Mr. Clarke: There should certainly be a level playing field, and the consumer benefits from such competition. It will be extended across Europe and I hope that Royal Mail will be a powerful contender in wider markets, if it can be modernised and reach the standards of efficiency of its competitors. The Government introduced that competition. We agree that it is of lasting benefit to business and the ordinary user of the service in this country, but competition is not responsible for the present difficulties.

Royal Mail’s long-standing difficulties are being compounded by the change in the medium of communication. Far more revenue has been lost—the threat to the taxpayer from Royal Mail’s current state is considerable—from the introduction of new technology and the steady loss of traffic than has been lost to competition. Hooper is right that the loss of volume—the amount of letters and parcels to be delivered—is speeding up. It could be 7 to 10 per cent. next year without any difficulty, and that is leading Royal Mail in an ever-more downward direction. Other problems include the fact that it has not adopted the modern technology of its competitors in Europe, the enormous pension deficit hanging around its neck like a millstone and the lack of change over the past few years. As Hooper rightly said, it also suffers from extremely bad industrial relations. As we all remember, there was a most unfortunate strike in 2007, which weakened the business still further. Many small and medium-sized businesses joined their bigger competitors in deciding that they could not longer trust Royal Mail, and they turned away from it.

I have merely summarised the analysis set out in Hooper. I have not left myself time to repeat it, but it has been accepted completely by the Government and I think that it is unanswerable. The status quo is not tenable in any way at all.

These problems are familiar to anyone who has ever followed Royal Mail. Similar discussions have gone on for a very long time, and I am sad to say that Hooper’s analysis and the litany of problems that he sets out remind me of when I was the Minister in charge. That was a very long time ago, but the problems have actually got worse and worse in the past 10 or 12 years.

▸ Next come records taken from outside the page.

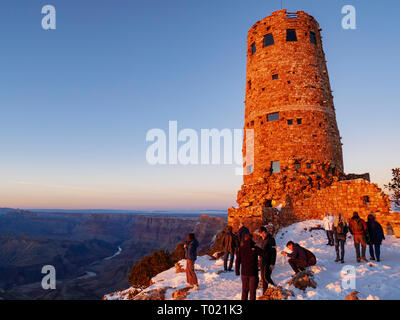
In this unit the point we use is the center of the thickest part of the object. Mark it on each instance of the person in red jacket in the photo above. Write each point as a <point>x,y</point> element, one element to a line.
<point>247,266</point>
<point>358,228</point>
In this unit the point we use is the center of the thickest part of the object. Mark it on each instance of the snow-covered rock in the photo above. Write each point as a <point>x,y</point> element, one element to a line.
<point>373,280</point>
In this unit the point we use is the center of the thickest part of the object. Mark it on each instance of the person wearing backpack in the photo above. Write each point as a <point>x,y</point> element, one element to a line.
<point>267,261</point>
<point>328,226</point>
<point>340,230</point>
<point>300,258</point>
<point>229,243</point>
<point>376,236</point>
<point>358,228</point>
<point>247,266</point>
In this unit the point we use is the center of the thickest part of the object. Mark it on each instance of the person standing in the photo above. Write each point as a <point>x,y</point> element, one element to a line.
<point>328,226</point>
<point>297,258</point>
<point>376,236</point>
<point>340,230</point>
<point>190,247</point>
<point>229,243</point>
<point>242,231</point>
<point>358,228</point>
<point>267,261</point>
<point>247,266</point>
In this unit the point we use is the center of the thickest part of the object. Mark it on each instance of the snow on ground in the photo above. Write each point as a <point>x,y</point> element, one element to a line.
<point>373,280</point>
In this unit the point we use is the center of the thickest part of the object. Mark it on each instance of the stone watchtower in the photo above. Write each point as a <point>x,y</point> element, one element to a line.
<point>297,145</point>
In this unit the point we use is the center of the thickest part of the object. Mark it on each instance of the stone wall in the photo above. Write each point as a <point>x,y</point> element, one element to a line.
<point>345,197</point>
<point>301,92</point>
<point>289,79</point>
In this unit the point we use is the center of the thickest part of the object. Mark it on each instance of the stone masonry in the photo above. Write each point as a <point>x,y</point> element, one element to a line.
<point>297,171</point>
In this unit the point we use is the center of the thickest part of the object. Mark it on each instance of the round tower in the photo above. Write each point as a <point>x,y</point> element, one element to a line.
<point>289,101</point>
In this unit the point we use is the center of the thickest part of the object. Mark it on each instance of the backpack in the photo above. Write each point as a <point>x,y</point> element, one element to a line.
<point>311,259</point>
<point>358,226</point>
<point>340,229</point>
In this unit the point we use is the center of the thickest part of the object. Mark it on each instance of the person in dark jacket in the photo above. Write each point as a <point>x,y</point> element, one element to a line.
<point>358,228</point>
<point>340,230</point>
<point>230,243</point>
<point>242,231</point>
<point>191,246</point>
<point>376,236</point>
<point>247,266</point>
<point>298,257</point>
<point>267,261</point>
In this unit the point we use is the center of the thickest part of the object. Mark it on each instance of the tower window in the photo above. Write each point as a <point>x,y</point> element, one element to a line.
<point>273,116</point>
<point>313,38</point>
<point>275,167</point>
<point>291,35</point>
<point>268,203</point>
<point>253,48</point>
<point>268,40</point>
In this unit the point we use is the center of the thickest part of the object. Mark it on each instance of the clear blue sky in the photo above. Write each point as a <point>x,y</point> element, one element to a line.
<point>76,102</point>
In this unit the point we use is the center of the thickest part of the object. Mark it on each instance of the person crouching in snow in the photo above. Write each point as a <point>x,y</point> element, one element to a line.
<point>328,226</point>
<point>300,258</point>
<point>376,236</point>
<point>191,246</point>
<point>340,230</point>
<point>247,265</point>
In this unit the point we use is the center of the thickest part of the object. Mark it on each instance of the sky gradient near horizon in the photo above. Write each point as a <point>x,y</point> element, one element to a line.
<point>76,102</point>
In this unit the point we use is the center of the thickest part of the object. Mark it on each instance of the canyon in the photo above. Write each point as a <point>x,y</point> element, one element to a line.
<point>91,252</point>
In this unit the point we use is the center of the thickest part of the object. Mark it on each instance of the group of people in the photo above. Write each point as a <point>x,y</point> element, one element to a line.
<point>370,232</point>
<point>253,257</point>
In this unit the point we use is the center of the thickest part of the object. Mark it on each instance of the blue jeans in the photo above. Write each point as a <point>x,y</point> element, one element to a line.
<point>226,254</point>
<point>377,248</point>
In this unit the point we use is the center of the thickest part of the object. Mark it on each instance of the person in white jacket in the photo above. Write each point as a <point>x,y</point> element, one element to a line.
<point>328,226</point>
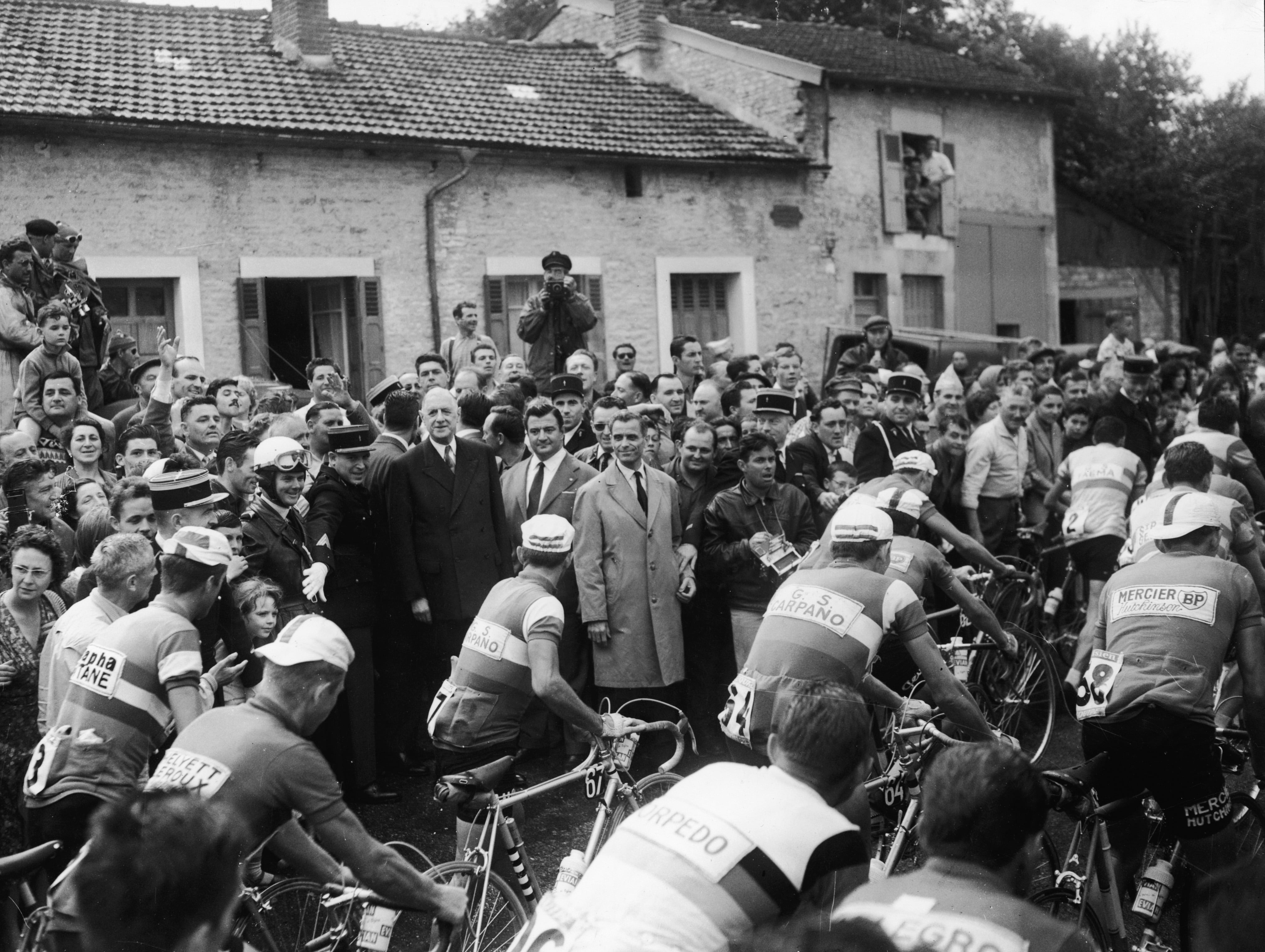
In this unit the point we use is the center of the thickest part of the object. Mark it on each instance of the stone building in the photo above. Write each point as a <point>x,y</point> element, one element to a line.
<point>279,186</point>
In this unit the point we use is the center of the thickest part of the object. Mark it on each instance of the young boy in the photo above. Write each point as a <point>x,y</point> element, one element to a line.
<point>55,325</point>
<point>1076,426</point>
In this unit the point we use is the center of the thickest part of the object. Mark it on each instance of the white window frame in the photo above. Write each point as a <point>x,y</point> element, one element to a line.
<point>743,324</point>
<point>188,292</point>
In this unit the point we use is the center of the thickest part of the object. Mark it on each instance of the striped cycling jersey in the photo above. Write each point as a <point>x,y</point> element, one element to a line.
<point>482,702</point>
<point>1229,453</point>
<point>727,850</point>
<point>1238,530</point>
<point>117,710</point>
<point>822,624</point>
<point>1104,478</point>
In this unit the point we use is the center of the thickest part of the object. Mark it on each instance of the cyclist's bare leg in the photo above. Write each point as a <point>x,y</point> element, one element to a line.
<point>1086,640</point>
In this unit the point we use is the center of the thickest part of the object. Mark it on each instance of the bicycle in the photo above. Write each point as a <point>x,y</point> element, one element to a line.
<point>1083,884</point>
<point>496,913</point>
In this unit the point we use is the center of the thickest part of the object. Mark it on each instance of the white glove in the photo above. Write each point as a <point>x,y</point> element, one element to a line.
<point>314,582</point>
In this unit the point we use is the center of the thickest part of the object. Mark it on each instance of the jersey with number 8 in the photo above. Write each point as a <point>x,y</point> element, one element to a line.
<point>823,624</point>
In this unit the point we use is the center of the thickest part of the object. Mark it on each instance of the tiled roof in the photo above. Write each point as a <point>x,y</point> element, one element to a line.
<point>864,56</point>
<point>217,69</point>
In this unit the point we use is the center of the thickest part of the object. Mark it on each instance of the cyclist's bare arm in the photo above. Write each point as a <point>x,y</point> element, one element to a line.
<point>947,692</point>
<point>964,544</point>
<point>385,872</point>
<point>980,614</point>
<point>1250,644</point>
<point>293,845</point>
<point>552,688</point>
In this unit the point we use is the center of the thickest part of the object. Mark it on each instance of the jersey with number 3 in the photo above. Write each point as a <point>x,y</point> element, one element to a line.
<point>823,624</point>
<point>1172,620</point>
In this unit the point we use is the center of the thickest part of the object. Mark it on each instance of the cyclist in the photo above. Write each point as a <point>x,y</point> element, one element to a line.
<point>1105,481</point>
<point>924,569</point>
<point>509,655</point>
<point>828,624</point>
<point>1187,470</point>
<point>983,810</point>
<point>730,848</point>
<point>1164,629</point>
<point>915,470</point>
<point>1219,418</point>
<point>257,759</point>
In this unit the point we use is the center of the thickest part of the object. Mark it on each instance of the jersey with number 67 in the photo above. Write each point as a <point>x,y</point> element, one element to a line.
<point>822,625</point>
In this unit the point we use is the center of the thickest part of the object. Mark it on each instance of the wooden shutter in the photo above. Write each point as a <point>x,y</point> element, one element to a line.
<point>374,349</point>
<point>891,166</point>
<point>949,196</point>
<point>498,319</point>
<point>253,318</point>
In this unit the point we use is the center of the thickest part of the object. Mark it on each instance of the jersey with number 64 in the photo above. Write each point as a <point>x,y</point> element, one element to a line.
<point>822,625</point>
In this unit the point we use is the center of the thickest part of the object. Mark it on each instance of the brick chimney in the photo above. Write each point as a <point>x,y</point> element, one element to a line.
<point>637,36</point>
<point>300,31</point>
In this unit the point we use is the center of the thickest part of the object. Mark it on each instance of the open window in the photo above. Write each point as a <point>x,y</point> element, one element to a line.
<point>919,182</point>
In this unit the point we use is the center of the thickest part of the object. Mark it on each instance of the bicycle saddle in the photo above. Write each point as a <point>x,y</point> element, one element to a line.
<point>461,788</point>
<point>21,864</point>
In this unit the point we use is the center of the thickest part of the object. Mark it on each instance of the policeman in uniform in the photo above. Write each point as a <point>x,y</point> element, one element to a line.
<point>277,544</point>
<point>341,523</point>
<point>894,432</point>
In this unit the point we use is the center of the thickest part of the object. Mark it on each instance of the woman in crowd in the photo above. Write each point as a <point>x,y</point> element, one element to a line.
<point>36,563</point>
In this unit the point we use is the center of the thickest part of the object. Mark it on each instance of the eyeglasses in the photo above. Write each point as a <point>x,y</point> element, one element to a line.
<point>291,459</point>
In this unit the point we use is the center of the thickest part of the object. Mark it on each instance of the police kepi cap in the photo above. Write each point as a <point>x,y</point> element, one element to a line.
<point>183,490</point>
<point>860,523</point>
<point>566,384</point>
<point>350,439</point>
<point>556,260</point>
<point>202,545</point>
<point>381,391</point>
<point>140,370</point>
<point>548,534</point>
<point>1186,514</point>
<point>309,638</point>
<point>905,384</point>
<point>915,459</point>
<point>775,401</point>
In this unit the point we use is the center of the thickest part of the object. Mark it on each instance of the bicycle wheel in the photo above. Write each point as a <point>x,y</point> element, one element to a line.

Lord Mandelson’s clarion call to action before Christmas came after 12 years of inaction or pointless action, and when one looks at the state of the business one realises that it is getting nowhere fast. In 2001, the Government gave Post Office Ltd commercial freedom, but none of the reforms that have been tried has worked. Over and over again, the Hooper commission refers to the political background that has inhibited the management’s ability to take decisions. It is obvious that a succession of Ministers—until these men of courage came along—have been intervening, slowing down the management and giving in to pressure in trying to make sure that the changes do not take place.